Let $N$ have three digits $abc$ in base $11$, where $a$, $b$, and $c$ represent the hundreds, tens, and units digits, respectively. Then we have $N = 11^2a + 11b + c = 121a + 11b + c$.
We are also given that when $N$ is expressed in base $12$, it has the digits $cba$. This means $N = 12^2c + 12b + a = 144c + 12b + a$.

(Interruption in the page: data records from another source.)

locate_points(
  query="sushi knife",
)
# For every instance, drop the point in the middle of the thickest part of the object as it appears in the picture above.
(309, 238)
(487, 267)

Setting these two expressions for $N$ equal, we have $121a + 11b + c = 144c + 12b + a$. This simplifies to $120a + 108c = 1b$. Since $b$ is the tens digit, it must be less than 9, so $b = 0$. Then our equation becomes $120a + 108c = 0$, which simplifies to $10a + 9c = 0$. The only way this can happen with $a$, $c$ being nonnegative integers is if $a = 9$ and $c = -10$. Since $c$ cannot be negative, we must have $c = 1$. Therefore, our number $N$ is $911_{11} = 1194_{12}$.
Therefore, $N = \boxed{1194}$.
Let $N$ be a positive integer. The number $N$ has three digits when expressed in base $11.$ When the number $N$ is expressed in base $12$, it has the same three digits, in reverse order. What is $N$? (Express your answer in decimal.)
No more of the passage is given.